Dans la foulée, Sofien Ben Sadok, un magistrat auprès de la Cour de cassation est nommé secrétariat d’Etat à la sécurité auprès du ministre de l’Intérieur. Les trois hommes ont aussitôt prêté serment devant le président de la République au palais de Carthage.
Remaniement surprise
Un énième mini-remaniement ministériel effectué par le maître de Carthage? Pas si simple, car il s’agit de deux compagnons de route de la première heure et de fidèles parmi les fidèles qui avaient la confiance et l’oreille du Président.
Alors comment expliquer que le chef de l’Etat se sépare de ces deux piliers du régime; alors que quelques mois nous séparent de la date de l’élection présidentielle, dont la date d’ailleurs n’a toujours pas été fixée?
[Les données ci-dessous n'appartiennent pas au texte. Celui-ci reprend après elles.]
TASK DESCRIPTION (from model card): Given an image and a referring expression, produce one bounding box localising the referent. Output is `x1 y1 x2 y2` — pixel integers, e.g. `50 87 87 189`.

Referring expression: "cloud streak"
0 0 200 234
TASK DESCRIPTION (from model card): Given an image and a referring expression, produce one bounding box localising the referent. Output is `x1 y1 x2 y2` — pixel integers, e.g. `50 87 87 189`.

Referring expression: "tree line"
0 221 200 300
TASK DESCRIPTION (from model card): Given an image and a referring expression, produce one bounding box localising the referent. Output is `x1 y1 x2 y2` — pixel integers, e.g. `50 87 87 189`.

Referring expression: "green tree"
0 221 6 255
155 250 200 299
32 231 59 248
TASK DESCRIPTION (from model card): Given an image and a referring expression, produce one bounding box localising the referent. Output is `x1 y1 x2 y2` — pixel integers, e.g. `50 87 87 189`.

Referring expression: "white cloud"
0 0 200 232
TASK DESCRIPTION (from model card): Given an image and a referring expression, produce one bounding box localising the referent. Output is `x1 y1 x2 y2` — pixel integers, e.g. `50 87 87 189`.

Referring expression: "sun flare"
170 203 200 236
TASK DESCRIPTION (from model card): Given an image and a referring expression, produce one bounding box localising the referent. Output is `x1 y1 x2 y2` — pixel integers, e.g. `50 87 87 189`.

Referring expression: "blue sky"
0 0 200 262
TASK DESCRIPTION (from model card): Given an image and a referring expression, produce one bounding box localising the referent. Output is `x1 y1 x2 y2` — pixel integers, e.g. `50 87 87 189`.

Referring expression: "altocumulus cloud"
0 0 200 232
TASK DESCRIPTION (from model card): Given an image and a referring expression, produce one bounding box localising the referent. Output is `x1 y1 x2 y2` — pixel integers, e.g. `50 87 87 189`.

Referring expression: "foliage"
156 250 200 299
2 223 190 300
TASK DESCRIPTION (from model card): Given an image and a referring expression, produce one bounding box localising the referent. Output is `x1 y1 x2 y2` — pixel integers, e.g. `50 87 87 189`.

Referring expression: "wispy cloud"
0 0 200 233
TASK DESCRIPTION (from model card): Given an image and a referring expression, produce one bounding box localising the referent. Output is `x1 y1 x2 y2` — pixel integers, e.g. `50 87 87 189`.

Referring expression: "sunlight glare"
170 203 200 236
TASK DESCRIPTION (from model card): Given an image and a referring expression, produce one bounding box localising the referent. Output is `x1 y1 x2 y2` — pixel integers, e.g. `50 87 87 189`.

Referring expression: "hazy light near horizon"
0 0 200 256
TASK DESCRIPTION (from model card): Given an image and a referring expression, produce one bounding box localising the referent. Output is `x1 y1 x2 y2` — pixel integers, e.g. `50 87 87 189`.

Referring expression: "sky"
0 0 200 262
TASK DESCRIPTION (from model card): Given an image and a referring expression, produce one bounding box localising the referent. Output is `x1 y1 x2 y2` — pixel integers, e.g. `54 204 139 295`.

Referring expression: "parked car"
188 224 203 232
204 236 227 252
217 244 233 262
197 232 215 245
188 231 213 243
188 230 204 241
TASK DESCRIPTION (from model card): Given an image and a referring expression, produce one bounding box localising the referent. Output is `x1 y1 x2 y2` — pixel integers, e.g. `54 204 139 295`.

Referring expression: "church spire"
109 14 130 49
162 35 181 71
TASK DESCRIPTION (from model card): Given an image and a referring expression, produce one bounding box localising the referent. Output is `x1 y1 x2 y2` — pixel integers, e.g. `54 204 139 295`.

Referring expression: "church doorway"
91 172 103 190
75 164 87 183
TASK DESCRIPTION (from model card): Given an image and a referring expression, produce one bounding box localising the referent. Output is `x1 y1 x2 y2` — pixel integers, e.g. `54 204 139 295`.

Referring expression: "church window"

Comme d’habitude, aucune information officielle n’est venue éclairer nos lanternes sur les raisons exactes de ce limogeage surprenant surtout à la tête d’un ministère régalien. Mais pour les observateurs politiques avertis qui savent déchiffrer les énigmes de Carthage, il suffit de suivre le faisceau d’indices « tabaa el ghorza kanek khayyat », selon le délicieux dicton tunisien, pour comprendre la logique sous-jacente de ce limogeage.
Climat de tension
Car, il convient de rappeler à cet égard que ce mini-remaniement intervient dans un climat de tension alimenté par les craintes d’une dérive autoritaire. Laquelle est décriée d’ailleurs par l’Union européenne, les Etats-Unis et la France qui ont exprimé leur « inquiétude » et leur « préoccupation ». S’attirant ainsi le courroux du président de la République qui y voit « une ingérence étrangère inacceptable ».
L’ancien ministre de l’Intérieur, Kamel Fekki a-t-il été en haut lieu considéré responsable de la vague d’arrestations qui a touché ces deux dernières semaines des avocats et des journalistes? Et notamment l’arrestation musclée de l’avocate et chroniqueuse Sonia Dahmani par des agents de sécurité cagoulés ayant pris d’assaut la Maison de l’avocat, suivie par la journée de colère observée par les avocats? Sans parler de la manifestation organisée le vendredi 24 mai 2024 où des slogans virulents furent lancés scandés contre le régime; alors que l’intervention des forces de sécurité a été quasi inexistante? En clair, le premier flic de la Tunisie a-t-il été écarté en signe d’apaisement dans la perspective du prochain scrutin présidentiel? Or, tel ne semble pas être le cas, bien au contraire.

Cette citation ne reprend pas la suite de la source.